Connections: Teens-Work-Money

Hello everyone,

Welcome to Monday’s Post from our favorite child psychologist, Dr. Valerie Allen, with some timely advice on helping your teens make the transition from childhood to adulthood. Dr. Allen, take it away…

Connections:  Teens-Work-Money


Dr. Valerie Allen

As teens approach adulthood there some basic aspects of independent living they must learn before heading out into the big world beyond family, friends, and high school. Responsibilities and expectations often go undiscussed. In regard to financial matters many teens seem to believe somehow the Good Fairy will provide. To prepare your teen for the risks and rewards he or she will be facing here are some talking points:

  1. Life at 18+: What are your expectations for your adult child? Do you plan to allow him/her to continue to live at home? What house rules will you have in place? If violated, what are the consequences? Will you be strong enough to enforce the stated consequences, if needed? If allowed to continue to live in your home, consideration should be given to rules,  mutual respect, use of appliances, sharing food, noise control, curfews, smoking, drugs, alcohol, overnight visitors, household chores, and financial contribution to the household, to name a few.
  • College, Training, Employment: What are your concerns about him or her continuing their education? Is college in the plans? Vocational/certificate programs? Peace Core/Military? Do you expect full time education after high school? Should they have a part time job while in school? How about a full time job combined with part time school? What is the consequence if he or she makes no real effort to attend classes or earn passing grades? What happens if they can’t find a job or get fired or quit unexpectedly? Do you have a deadline in place if your expectations are not met? Are you ready to help him or her on the big moving out day?
  • Transportation and Insurance: Does your youngster have a driver’s license? Will you allow him or her to use your vehicle? If so, this needs to be reported to your insurance carrier. Will you provide a car and auto insurance? Who owns the car? Is it a gift or do you expect him or her to pay you back for the car? Will you charge interest? Will they have to pay for their own car insurance, even if it is added to your insurance plan? Will you allow use of the car other than for school or employment? Will you allow them to have passengers, either under or over 18 years of age? Do you expect them to run errands for you, perhaps take a sibling to school, sports, or other activities?
  • Volunteering and Employment: Young adults should be up and out of the house, engaged in a worthy pursuit, whether in an educational program, as a volunteer, or as a paid employee. The benefits are similar, with the exception of remuneration. All require a level of commitment, to be on time, to be dressed appropriately, to complete tasks, and to meet quality control issues. Benefits include learning new skills, interacting with people of all ages and differing skill level, following directions, taking the initiative, being respectful, and showing support.
  • Money and Financial Responsibilities: The important foundation of money management includes these tasks, spend wisely, avoid debt, and build savings. Their money is just that, theirs. You cannot legally have any say so in how much they earn, how much they spend, or what they can and cannot purchase. You can specify their financial responsibilities while living in your home. This might include their car payment and insurance, purchasing their own food, paying rent or a portion of the utility bills, paying for use of the washer and dryer, and so on. You can also disallow items in your home that you do not approve of even if they bought it with their own money.

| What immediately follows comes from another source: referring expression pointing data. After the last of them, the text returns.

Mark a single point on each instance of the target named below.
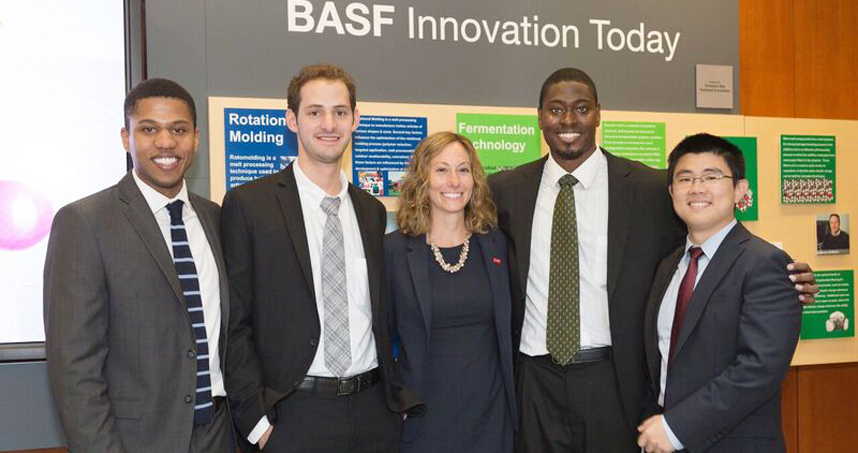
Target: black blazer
(274, 322)
(642, 230)
(410, 294)
(734, 348)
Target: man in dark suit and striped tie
(136, 297)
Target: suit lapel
(728, 252)
(526, 192)
(290, 208)
(418, 263)
(367, 218)
(659, 286)
(620, 197)
(487, 247)
(138, 213)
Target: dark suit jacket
(642, 229)
(274, 325)
(117, 329)
(410, 294)
(734, 348)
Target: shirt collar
(585, 173)
(316, 193)
(710, 246)
(156, 200)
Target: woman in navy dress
(448, 283)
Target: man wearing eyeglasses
(721, 323)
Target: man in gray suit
(136, 297)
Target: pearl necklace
(463, 256)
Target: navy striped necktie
(187, 271)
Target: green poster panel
(807, 169)
(832, 316)
(640, 141)
(748, 146)
(502, 141)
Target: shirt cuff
(677, 445)
(259, 430)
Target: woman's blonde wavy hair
(413, 216)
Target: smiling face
(162, 141)
(705, 207)
(451, 181)
(568, 119)
(324, 122)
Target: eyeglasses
(709, 179)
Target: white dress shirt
(668, 306)
(364, 357)
(591, 209)
(207, 271)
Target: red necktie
(686, 288)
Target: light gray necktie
(338, 349)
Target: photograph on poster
(832, 236)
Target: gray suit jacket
(733, 350)
(119, 340)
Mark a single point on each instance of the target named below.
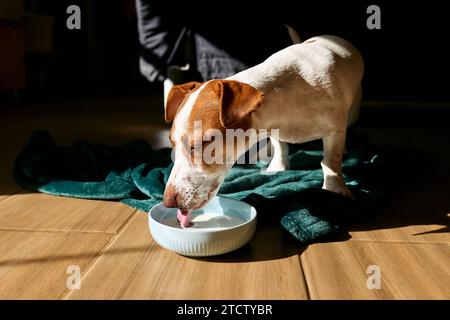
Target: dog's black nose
(170, 197)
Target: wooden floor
(42, 236)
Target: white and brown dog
(308, 91)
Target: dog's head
(203, 114)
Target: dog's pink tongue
(183, 217)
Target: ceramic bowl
(221, 226)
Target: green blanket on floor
(135, 174)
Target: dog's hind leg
(280, 159)
(333, 148)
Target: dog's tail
(293, 34)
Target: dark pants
(215, 45)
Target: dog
(307, 91)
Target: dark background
(407, 60)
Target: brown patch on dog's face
(221, 105)
(217, 105)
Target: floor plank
(7, 189)
(143, 270)
(408, 271)
(37, 211)
(33, 265)
(410, 218)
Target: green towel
(135, 174)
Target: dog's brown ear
(176, 96)
(237, 101)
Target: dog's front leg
(280, 159)
(333, 148)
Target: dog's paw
(337, 185)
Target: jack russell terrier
(307, 91)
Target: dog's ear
(176, 96)
(237, 101)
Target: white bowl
(221, 226)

These are a few of the important points to discuss with your young adult to assist them to adjust to their new role in life. Clear communication will put them on a positive forward track and avoid conflict with family members.

~ ~ ~

Dr. Valerie Allen is a child psychologist in private practice. She  has published a self-help book,  ‘Beyond the Inkblots: Confusion to Harmony,’ two children’s chapter books, Summer School for Smarties” and “Bad Hair, Good Hat, New Friends ”  and  a  picture book  for beginning readers, “The Sun and The Moon.”  Oh yes, she has also raised six children!

Thank you, Dr. Allen. These are important points to consider.

Thank you, everyone, for stopping by my blog today. As always, likes, shares, and comments are much appreciated.

Take care

15 thoughts on “Connections: Teens-Work-Money

  1. I have had discussions with high school teachers who think that there should be a real-life experience class taught at school as some students may not learn these things at home.

    Liked by 5 people

  2. Awesome sound advice. My mom told me to start working part-time when I was 14 years old and I totally love it. I learned about budgeting, saving, networking with other adults and how a workplace works. I even knew about office politics before I graduate.